Adriana Mano, CEO da Zouri, partilhou a história da marca sustentável de calçado, que usa plástico recolhido na costa portuguesa e matérias-primas mais sustentáveis, como Pinatex (uma fibra obtida a partir de folhas de ananás), algodão orgânico e borracha natural. «Foi destas questões existenciais [relacionadas com os materiais e o transporte dos mesmos] e do meu lado muito ativista ambiental desde sempre que surgiu esta ideia de criar um projeto que pudesse servir, por um lado, de projeto de sensibilização, que fizesse as pessoas pensar o que é que estão a comprar, que trouxesse literacia, verdadeiro conhecimento em relação aos materiais e aos produtos, e, por outro lado, demonstrar também que é possível ter um produto que é amigo do ambiente, que é feito localmente e que se pode ganhar dinheiro com isso», contou.
Além da indústria, a CEO da Zouri colocou também o ónus nos consumidores no que diz respeito à sustentabilidade. «Alguma coisa que comprem tenham curiosidade de perceber onde é que aquele produto foi produzido, porque o grande impacto, mais do que os materiais, é a localização da produção. Se um produto for feito em Portugal, vocês sabem perfeitamente quanto é o ordenado mínimo de uma pessoa. Temos uma noção clara das condições de vida das pessoas que estão envolvidas. Quando compramos uma peça de roupa que foi produzida na Índia, asseguro-vos eu que tenho sérias dúvidas se as pessoas foram respeitadas, se houve condições de trabalho a nível de saúde e segurança. No fundo estamos a alimentar uma indústria que é má para as pessoas, para o ambiente», explicou Adriana Mano. Além disso, «não comprem o que não precisam e quando precisarem comprem a quem vocês acham que está a fazer a diferença pelo planeta. Isso bastará, se calhar, para mudarmos o mundo», acredita.
Contar histórias
No caso de Inês Torcato, que tem um background ligado às belas-artes, «procurei sempre ligar o meu trabalho à sustentabilidade», salientou, assumindo alguma dificuldade também, tal como Maria Gambina, em ter acesso à indústria para a produção das coleções. «Realmente não há em muitos sítios essa abertura por parte da indústria, mas vamos encontrando aqueles que dizem que sim e vão apoiando de vez em quando. Continuo a sentir muitas vezes que são pedidos de favores. Ainda hoje, que já tenho algumas pequenas produções, mesmo assim é difícil, porque o conceito de pequena produção é diferente para nós e para uma empresa, uma indústria», assinalou.

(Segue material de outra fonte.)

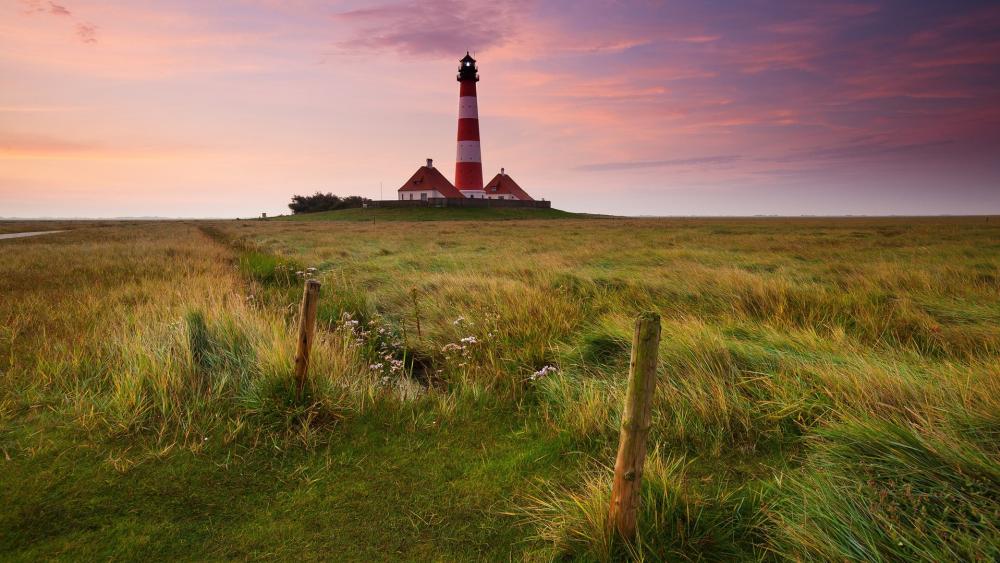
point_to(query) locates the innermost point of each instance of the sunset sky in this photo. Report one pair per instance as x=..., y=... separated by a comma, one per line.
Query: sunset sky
x=693, y=107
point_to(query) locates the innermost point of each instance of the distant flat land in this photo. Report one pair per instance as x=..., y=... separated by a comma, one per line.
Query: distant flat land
x=828, y=388
x=432, y=214
x=27, y=234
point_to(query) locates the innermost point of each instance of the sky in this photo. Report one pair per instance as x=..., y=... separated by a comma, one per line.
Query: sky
x=227, y=108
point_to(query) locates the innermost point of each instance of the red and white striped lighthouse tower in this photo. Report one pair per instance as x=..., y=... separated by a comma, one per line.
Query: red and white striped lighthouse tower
x=468, y=161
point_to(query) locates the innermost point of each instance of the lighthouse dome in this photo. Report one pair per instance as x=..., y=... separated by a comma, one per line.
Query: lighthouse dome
x=467, y=69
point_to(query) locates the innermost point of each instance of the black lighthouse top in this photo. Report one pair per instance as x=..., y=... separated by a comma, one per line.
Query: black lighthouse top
x=467, y=69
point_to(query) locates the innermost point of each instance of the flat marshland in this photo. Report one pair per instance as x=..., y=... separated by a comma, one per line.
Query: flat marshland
x=829, y=389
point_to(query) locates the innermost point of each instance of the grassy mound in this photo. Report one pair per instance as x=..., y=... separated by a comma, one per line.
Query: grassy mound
x=433, y=214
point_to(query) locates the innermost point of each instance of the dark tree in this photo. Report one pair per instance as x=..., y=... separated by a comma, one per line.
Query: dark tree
x=324, y=202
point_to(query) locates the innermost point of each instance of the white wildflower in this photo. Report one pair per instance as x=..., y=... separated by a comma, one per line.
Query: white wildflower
x=542, y=373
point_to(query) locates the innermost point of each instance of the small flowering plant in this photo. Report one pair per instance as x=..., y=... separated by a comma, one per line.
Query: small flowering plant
x=544, y=372
x=378, y=341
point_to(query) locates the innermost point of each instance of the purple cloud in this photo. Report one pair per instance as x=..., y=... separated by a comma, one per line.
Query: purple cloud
x=58, y=10
x=435, y=27
x=87, y=32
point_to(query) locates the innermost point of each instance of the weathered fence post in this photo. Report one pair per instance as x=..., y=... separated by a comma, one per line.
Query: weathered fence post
x=307, y=330
x=635, y=426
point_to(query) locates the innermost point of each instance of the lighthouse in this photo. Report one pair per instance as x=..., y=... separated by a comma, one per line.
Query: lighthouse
x=468, y=160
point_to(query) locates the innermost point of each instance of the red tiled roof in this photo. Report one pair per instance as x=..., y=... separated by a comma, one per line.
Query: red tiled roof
x=503, y=184
x=426, y=179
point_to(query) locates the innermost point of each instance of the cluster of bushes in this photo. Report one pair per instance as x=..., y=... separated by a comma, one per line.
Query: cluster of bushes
x=324, y=202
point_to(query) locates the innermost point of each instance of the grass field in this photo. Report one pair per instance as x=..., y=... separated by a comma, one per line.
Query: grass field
x=829, y=389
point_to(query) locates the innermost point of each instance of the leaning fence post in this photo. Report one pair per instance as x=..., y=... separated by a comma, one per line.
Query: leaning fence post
x=307, y=329
x=635, y=426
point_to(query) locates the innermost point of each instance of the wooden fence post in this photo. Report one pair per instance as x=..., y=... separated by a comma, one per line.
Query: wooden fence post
x=307, y=330
x=635, y=426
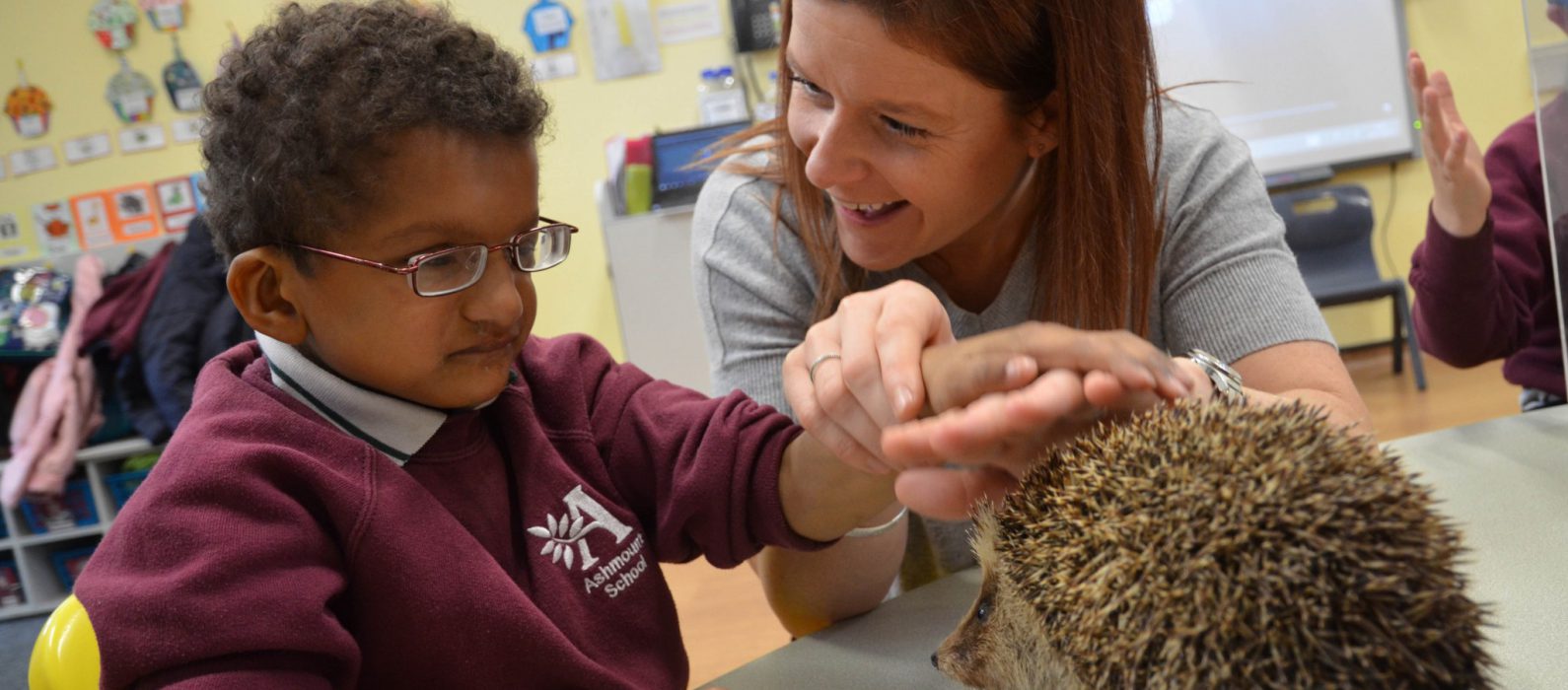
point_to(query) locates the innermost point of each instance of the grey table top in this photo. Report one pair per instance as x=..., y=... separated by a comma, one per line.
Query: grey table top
x=1503, y=482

O comércio eletrónico veio permitir às marcas de autor brandirem a bandeira da sustentabilidade de forma mais abrangente e contar uma história sobre as peças, «a origem, de onde vêm [os materiais] e acompanhar os nossos processos», indicou. Contudo, sublinhou, «isto é complexo. É preciso uma equipa grande e dedicada a tudo isto e, no início, nós [designers] não conseguimos ter a parte financeira a funcionar assim tão bem que nos permita acompanhar todas essas fases, conseguir colocá-las de forma a que o consumidor tenha acesso a essa informação».

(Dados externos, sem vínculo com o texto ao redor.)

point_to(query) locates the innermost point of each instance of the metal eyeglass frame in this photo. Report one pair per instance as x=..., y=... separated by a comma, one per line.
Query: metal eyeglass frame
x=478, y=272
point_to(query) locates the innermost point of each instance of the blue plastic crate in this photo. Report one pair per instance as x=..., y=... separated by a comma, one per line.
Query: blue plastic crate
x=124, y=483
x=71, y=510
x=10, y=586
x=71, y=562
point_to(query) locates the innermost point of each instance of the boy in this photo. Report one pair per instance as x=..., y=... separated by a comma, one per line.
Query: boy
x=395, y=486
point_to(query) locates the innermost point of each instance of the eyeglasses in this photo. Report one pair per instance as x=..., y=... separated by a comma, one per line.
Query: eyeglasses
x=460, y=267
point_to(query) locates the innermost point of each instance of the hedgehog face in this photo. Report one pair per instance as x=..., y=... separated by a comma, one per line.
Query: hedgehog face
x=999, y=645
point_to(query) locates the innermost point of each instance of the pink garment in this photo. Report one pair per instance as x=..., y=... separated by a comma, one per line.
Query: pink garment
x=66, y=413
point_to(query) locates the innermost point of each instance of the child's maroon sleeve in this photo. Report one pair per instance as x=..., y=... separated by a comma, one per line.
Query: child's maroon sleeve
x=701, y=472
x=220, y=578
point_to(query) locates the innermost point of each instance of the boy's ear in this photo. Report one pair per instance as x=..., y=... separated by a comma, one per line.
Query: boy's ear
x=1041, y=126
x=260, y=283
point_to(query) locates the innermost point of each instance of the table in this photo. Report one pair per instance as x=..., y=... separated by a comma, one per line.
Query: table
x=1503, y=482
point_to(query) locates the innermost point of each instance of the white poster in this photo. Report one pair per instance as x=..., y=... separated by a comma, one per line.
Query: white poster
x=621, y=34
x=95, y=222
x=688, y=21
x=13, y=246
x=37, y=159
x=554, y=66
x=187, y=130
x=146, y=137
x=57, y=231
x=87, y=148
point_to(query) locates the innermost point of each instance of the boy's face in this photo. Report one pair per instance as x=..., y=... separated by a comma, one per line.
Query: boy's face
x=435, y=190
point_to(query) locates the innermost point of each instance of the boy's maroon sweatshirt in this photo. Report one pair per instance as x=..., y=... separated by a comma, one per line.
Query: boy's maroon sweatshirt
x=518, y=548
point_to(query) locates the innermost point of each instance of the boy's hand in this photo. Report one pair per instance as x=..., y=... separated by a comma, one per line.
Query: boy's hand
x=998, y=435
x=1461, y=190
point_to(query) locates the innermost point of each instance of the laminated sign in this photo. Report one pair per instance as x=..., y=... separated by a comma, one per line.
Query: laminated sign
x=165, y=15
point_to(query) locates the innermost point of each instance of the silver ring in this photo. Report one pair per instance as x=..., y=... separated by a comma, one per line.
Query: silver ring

Inês Torcato, que recentemente começou a trabalhar para a indústria – criou uma equipa para responder a solicitações nas áreas de design gráfico, ilustração e gestão de redes sociais, orientadas para a moda e não só – está ainda a diversificar o seu público-alvo. «Estou a tentar chegar a um público um bocadinho mais abrangente do que aquilo que tinha até agora», admitiu.